If you are thinking about adding location awareness to your customer or employee experience, below are some items to consider.

Indoor vs. Outdoor or both?

    • Outdoor – This is an important distinction because outdoor use opens up the use of GPS technology and highly sophisticated solutions like Google Maps and its corresponding APIs.
    • Indoor services – require entirely different thinking. There are lots of alternatives like beacons, using magnetometers, wifi, RFID… each has pro and cons, and ultimately we have found a combination of these might be best. It just depends on the use case.
    • Combining both indoor and outdoor – introduces some powerful use cases, but also requires sophisticated thinking and technology. For example, consider using Google Ads and Maps to drive customers to a location, then once at a location alerting an employee/manager that someone specific has arrived so they can be greeted like an expected guest.

Asset vs. People?

  • Tracking people introduces a ‘big brother’ perception and real privacy concerns. There are many things to consider in this case, one of the most important being allowing people to opt-in vs out of this location service.
  • Tracking assets – Active vs Passive: is last known location good enough or do you need to know exactly where something is at all times?

Precision?

  • Some use cases require higher precision than current technology is capable of. This might mean entirely different approaches are needed (like using cameras instead). Use our experience to help you get to the right solution faster.
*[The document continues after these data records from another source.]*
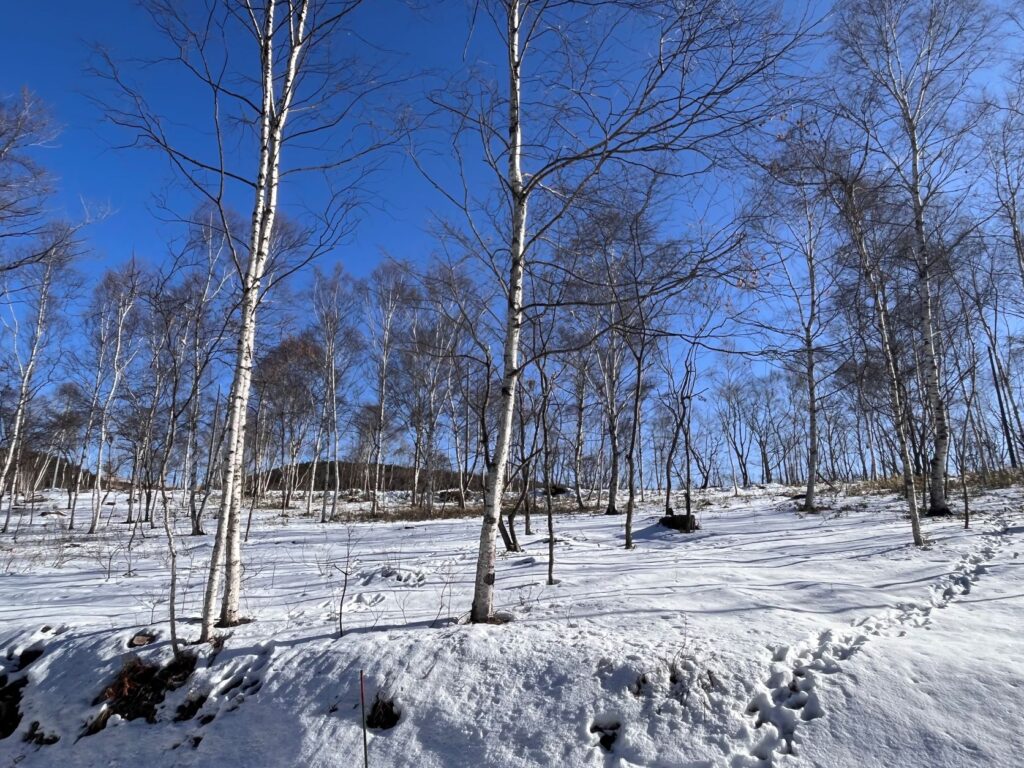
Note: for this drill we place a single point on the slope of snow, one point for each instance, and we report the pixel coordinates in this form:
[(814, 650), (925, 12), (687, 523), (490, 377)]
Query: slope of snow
[(766, 638)]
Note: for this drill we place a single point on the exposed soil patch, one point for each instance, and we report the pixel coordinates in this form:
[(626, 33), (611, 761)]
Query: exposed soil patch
[(10, 698), (138, 689), (383, 714), (607, 731)]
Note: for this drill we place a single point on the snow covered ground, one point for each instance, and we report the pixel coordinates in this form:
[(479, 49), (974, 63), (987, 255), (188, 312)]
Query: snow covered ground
[(766, 638)]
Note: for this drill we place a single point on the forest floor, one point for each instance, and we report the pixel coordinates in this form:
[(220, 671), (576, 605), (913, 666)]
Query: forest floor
[(767, 638)]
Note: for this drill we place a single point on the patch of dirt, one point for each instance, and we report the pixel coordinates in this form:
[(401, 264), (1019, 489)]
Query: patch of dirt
[(138, 689), (383, 714), (36, 735), (10, 699), (607, 731)]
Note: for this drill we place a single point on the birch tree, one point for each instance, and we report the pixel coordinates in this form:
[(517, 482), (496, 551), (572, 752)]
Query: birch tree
[(585, 87), (276, 80), (912, 65)]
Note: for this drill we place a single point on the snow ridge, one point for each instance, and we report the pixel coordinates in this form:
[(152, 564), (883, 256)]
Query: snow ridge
[(788, 696)]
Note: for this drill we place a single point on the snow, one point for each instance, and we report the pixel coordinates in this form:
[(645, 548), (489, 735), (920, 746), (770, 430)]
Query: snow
[(766, 638)]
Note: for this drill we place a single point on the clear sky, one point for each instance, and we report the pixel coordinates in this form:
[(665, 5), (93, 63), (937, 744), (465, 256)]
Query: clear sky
[(47, 48)]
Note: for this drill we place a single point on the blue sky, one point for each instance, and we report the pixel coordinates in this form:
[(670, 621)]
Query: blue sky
[(47, 48)]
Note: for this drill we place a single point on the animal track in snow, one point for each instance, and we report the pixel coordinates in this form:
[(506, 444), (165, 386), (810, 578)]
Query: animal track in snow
[(788, 696)]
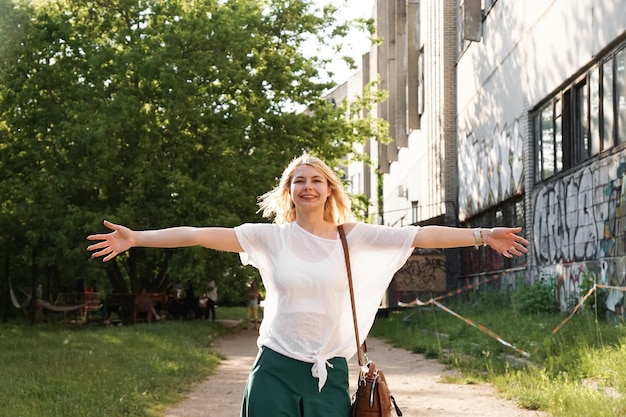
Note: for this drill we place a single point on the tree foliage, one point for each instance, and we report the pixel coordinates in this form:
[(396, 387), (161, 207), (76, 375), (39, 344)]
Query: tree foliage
[(153, 114)]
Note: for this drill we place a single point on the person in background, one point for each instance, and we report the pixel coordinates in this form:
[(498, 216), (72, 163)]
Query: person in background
[(212, 300), (252, 308), (145, 304), (307, 333)]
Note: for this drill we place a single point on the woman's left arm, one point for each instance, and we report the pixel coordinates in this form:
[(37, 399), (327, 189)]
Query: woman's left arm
[(504, 240)]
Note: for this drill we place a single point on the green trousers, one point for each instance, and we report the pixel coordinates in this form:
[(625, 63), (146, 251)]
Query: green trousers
[(279, 386)]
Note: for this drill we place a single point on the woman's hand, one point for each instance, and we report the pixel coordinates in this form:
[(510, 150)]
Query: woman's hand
[(506, 241), (111, 244)]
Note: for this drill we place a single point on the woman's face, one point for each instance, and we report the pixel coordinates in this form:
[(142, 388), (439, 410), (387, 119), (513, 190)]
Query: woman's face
[(309, 188)]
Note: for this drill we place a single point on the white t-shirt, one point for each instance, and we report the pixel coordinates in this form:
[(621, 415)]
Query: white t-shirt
[(307, 314)]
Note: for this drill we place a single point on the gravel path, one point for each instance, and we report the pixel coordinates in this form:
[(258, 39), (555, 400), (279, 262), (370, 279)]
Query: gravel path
[(413, 380)]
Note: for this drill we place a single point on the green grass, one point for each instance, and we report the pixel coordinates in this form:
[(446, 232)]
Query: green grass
[(58, 370), (138, 371), (578, 371)]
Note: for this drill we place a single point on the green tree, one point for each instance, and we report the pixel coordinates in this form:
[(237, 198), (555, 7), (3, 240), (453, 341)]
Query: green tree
[(157, 113)]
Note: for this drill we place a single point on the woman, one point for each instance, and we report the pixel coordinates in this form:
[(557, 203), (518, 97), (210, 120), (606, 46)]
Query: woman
[(307, 332), (252, 308)]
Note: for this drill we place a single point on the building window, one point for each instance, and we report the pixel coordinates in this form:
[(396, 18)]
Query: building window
[(594, 111), (581, 145), (584, 118), (620, 93), (607, 104)]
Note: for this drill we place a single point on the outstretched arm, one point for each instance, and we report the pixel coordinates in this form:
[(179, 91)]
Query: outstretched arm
[(122, 238), (504, 240)]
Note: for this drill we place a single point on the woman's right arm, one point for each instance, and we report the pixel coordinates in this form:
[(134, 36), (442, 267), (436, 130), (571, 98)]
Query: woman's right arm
[(122, 238)]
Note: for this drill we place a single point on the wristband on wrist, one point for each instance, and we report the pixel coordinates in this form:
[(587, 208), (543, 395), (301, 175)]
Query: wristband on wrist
[(478, 237)]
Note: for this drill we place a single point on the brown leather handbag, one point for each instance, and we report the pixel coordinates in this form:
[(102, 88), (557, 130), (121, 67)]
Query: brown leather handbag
[(372, 397)]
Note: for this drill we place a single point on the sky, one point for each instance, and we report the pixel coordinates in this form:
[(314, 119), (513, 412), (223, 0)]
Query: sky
[(357, 43)]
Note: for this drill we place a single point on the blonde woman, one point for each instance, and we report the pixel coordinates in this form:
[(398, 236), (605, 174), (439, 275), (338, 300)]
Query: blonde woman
[(307, 333)]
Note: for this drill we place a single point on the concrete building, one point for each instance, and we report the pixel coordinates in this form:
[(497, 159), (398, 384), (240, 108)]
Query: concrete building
[(505, 113)]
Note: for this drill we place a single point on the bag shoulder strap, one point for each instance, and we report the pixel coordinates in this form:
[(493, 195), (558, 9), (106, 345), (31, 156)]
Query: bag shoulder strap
[(346, 254)]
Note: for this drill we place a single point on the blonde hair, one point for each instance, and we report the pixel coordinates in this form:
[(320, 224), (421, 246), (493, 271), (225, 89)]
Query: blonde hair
[(277, 203)]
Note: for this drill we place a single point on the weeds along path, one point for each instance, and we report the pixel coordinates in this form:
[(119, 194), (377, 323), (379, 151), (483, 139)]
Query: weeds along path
[(414, 381)]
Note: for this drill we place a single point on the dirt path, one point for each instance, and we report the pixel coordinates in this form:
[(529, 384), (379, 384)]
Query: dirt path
[(413, 380)]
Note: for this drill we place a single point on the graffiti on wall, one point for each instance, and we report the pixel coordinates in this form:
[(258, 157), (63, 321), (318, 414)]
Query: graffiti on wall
[(493, 168), (579, 228)]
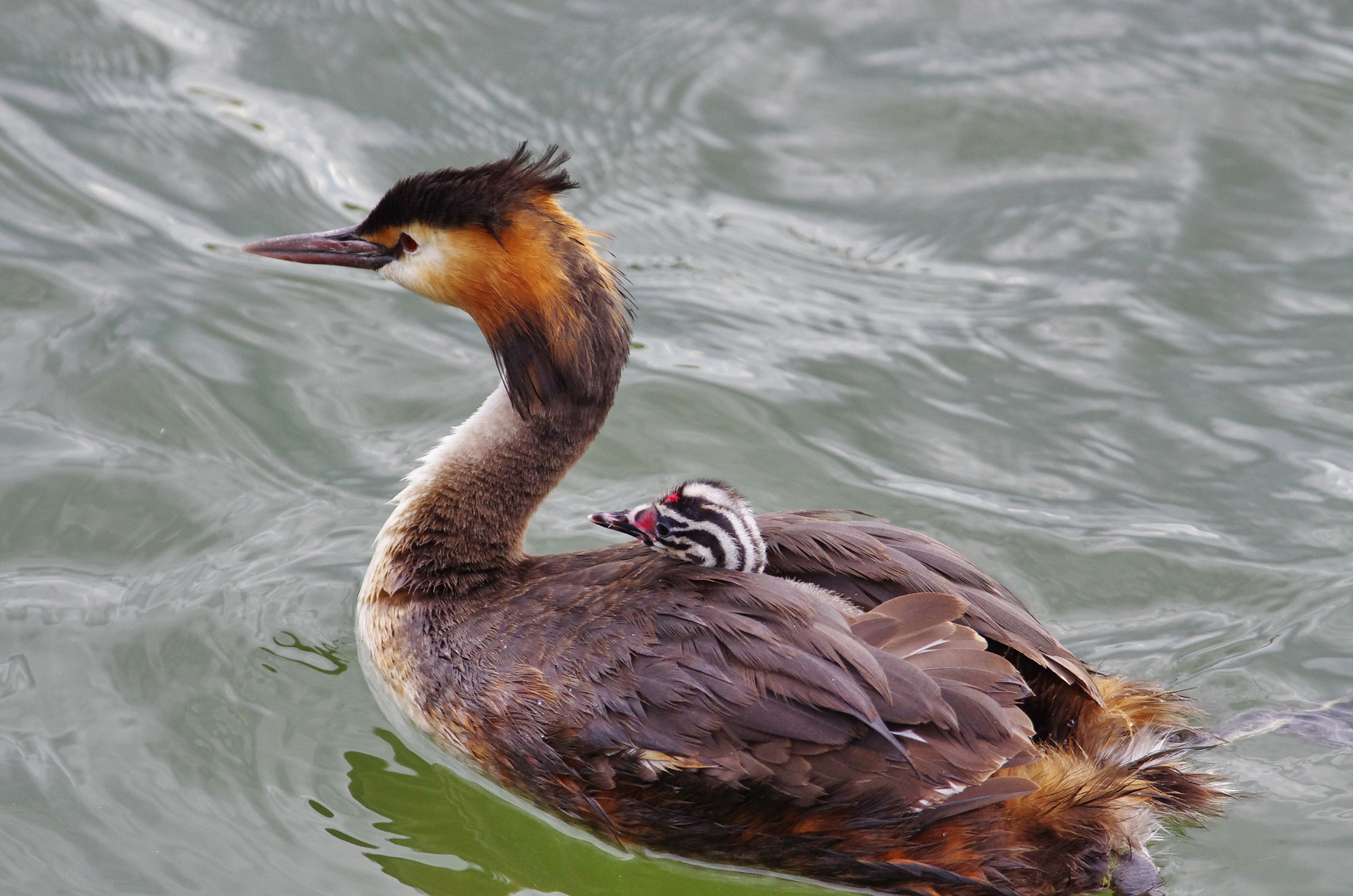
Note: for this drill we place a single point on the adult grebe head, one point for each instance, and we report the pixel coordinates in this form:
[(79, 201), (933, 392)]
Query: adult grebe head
[(493, 241)]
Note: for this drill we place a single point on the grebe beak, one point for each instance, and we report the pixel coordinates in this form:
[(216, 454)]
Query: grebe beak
[(340, 246), (619, 520)]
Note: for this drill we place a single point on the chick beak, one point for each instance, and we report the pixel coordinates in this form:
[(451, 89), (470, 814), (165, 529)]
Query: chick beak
[(620, 521), (340, 246)]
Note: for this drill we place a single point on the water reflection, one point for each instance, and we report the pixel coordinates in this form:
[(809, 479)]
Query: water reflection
[(475, 834)]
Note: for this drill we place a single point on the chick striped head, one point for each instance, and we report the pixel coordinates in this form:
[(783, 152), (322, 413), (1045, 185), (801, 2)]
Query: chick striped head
[(700, 521)]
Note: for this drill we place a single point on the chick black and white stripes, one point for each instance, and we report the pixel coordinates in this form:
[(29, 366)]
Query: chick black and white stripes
[(701, 521)]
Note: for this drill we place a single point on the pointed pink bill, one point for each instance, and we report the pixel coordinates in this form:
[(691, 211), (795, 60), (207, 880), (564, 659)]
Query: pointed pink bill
[(340, 246)]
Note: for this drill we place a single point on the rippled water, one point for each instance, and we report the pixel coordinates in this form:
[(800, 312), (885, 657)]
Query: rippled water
[(1063, 285)]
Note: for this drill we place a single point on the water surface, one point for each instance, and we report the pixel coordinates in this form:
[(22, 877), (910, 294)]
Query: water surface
[(1063, 285)]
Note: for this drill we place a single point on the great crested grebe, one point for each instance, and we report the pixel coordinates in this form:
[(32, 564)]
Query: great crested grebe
[(938, 742)]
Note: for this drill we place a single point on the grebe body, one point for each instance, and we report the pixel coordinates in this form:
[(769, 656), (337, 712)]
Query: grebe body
[(932, 739)]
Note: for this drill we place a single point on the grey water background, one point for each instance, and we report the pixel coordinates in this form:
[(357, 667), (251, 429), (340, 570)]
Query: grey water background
[(1063, 285)]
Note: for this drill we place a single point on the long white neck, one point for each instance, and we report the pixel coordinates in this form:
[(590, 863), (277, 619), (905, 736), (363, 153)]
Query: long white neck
[(459, 523)]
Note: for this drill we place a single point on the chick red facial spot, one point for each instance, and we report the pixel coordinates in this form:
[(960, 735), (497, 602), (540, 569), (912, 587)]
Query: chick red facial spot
[(645, 520)]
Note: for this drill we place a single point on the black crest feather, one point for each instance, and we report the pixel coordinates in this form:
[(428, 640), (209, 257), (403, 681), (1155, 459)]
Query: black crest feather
[(482, 195)]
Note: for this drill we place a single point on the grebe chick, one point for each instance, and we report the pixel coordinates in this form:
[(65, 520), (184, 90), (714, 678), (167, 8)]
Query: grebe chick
[(709, 523), (701, 521), (939, 742)]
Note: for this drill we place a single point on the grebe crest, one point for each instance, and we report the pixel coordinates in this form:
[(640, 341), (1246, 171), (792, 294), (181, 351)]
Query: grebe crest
[(701, 521)]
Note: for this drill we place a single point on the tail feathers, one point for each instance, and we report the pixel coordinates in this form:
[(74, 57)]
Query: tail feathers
[(1132, 874)]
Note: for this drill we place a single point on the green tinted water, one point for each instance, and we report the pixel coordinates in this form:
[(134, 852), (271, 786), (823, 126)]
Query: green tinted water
[(1063, 285)]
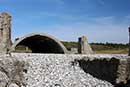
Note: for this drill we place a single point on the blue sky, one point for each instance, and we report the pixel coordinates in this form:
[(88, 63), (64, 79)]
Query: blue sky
[(99, 20)]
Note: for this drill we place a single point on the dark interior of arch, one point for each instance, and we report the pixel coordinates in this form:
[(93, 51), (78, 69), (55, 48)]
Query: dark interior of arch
[(41, 44)]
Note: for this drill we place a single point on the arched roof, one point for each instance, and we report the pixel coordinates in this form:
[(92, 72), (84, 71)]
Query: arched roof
[(56, 41)]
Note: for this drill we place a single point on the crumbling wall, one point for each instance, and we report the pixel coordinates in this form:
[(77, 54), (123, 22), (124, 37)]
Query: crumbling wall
[(5, 32), (58, 70)]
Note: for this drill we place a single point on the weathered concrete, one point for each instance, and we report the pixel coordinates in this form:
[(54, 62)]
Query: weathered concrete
[(40, 43), (57, 70), (83, 46), (5, 32)]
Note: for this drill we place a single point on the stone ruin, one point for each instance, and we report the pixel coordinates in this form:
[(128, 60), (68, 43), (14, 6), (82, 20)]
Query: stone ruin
[(56, 67), (5, 32)]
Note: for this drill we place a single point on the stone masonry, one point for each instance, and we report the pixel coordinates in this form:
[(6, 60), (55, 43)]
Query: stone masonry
[(59, 70), (5, 32)]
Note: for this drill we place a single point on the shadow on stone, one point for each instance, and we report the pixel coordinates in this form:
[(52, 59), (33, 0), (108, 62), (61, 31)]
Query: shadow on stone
[(101, 68)]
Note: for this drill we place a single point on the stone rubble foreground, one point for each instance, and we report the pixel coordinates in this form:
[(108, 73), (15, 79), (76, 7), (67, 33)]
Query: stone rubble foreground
[(45, 71)]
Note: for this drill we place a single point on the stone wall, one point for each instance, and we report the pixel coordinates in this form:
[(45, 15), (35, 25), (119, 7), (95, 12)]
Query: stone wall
[(58, 70), (5, 32)]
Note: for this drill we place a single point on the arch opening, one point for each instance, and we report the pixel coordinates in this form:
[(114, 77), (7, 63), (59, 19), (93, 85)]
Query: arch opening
[(38, 43)]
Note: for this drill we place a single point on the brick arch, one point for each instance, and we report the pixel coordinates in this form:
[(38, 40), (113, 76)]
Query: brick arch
[(40, 43)]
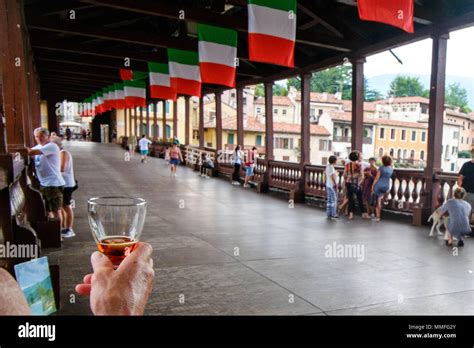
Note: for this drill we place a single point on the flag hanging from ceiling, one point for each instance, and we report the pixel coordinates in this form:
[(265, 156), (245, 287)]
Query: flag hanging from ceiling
[(132, 75), (100, 103), (185, 76), (160, 83), (119, 96), (272, 31), (105, 99), (398, 13), (135, 93), (217, 55)]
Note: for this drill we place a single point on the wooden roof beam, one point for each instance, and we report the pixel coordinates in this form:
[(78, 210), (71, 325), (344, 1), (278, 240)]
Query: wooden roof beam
[(167, 10)]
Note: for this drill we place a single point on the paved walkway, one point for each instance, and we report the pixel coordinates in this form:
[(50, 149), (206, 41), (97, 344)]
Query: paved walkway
[(233, 251)]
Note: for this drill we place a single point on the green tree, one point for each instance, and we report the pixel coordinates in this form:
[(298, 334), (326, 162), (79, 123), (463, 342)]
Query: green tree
[(456, 96), (406, 86)]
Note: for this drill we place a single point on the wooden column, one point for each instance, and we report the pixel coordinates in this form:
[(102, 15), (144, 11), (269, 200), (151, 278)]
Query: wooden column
[(141, 123), (305, 125), (186, 120), (148, 121), (125, 127), (219, 121), (240, 117), (155, 121), (53, 119), (269, 120), (429, 196), (12, 65), (135, 123), (201, 122), (164, 119), (130, 122), (175, 119), (357, 103), (436, 114)]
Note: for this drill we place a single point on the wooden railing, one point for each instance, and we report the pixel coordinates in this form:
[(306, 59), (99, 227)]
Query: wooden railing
[(284, 175)]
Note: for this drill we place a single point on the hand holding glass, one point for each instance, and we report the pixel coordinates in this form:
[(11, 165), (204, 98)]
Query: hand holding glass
[(116, 224)]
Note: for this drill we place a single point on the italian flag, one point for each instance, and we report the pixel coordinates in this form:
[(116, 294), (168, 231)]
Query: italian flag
[(160, 83), (184, 72), (132, 75), (105, 98), (272, 31), (119, 96), (217, 54), (100, 103), (135, 93)]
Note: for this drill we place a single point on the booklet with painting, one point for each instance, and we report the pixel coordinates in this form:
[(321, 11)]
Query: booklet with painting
[(35, 281)]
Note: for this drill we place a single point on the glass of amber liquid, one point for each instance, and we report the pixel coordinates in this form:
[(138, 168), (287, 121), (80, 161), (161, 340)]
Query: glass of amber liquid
[(116, 224)]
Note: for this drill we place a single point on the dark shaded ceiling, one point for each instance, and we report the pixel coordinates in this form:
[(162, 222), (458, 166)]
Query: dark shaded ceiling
[(76, 53)]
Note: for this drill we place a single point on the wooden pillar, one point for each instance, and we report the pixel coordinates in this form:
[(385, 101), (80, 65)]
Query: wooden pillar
[(135, 131), (269, 120), (130, 122), (186, 119), (436, 114), (175, 119), (141, 123), (148, 121), (53, 119), (201, 122), (357, 103), (155, 121), (240, 117), (12, 66), (429, 196), (125, 113), (164, 120), (305, 125), (219, 121)]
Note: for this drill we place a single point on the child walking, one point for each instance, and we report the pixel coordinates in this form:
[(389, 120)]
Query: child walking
[(331, 188)]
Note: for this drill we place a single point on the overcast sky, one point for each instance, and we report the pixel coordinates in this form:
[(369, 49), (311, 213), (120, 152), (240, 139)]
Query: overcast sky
[(416, 57)]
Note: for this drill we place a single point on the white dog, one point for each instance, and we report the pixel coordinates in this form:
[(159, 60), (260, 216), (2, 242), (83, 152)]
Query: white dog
[(439, 220)]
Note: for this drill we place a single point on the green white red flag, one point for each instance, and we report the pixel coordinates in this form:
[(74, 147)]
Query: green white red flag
[(135, 93), (160, 82), (132, 75), (272, 31), (119, 96), (217, 54), (184, 71)]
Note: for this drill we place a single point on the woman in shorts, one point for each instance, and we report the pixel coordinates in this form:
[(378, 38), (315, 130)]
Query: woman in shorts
[(175, 157)]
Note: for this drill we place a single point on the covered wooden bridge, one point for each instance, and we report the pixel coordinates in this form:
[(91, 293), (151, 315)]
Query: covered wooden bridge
[(57, 50)]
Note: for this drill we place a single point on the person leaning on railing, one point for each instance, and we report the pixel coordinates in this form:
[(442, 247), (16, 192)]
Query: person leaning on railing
[(466, 180), (353, 177)]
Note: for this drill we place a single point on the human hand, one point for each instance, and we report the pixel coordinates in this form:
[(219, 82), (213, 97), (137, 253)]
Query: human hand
[(123, 291)]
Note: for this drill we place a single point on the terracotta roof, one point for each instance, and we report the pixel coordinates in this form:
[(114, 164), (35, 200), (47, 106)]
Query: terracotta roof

Foreground vs background?  

  • If you are using mobile technology, there are lots of tricks and issues to consider related to accuracy, battery life and user experience

Integration and dual experience?

  • Integration – do you need to alert your back-office systems of changes in location?
  • Dual experience – do customers and employees see location differently? For example, maybe a customer never actively uses location in your app, but a manager knows when a VIP customer is present and their app experience gives them relevant information to handle that customer interaction

Data History?

  • Knowing location introduces a new dimension to analysis of your business. However, the amount of data can be significant. How much you keep? How to you analyze it? What about new concerns like GDPR?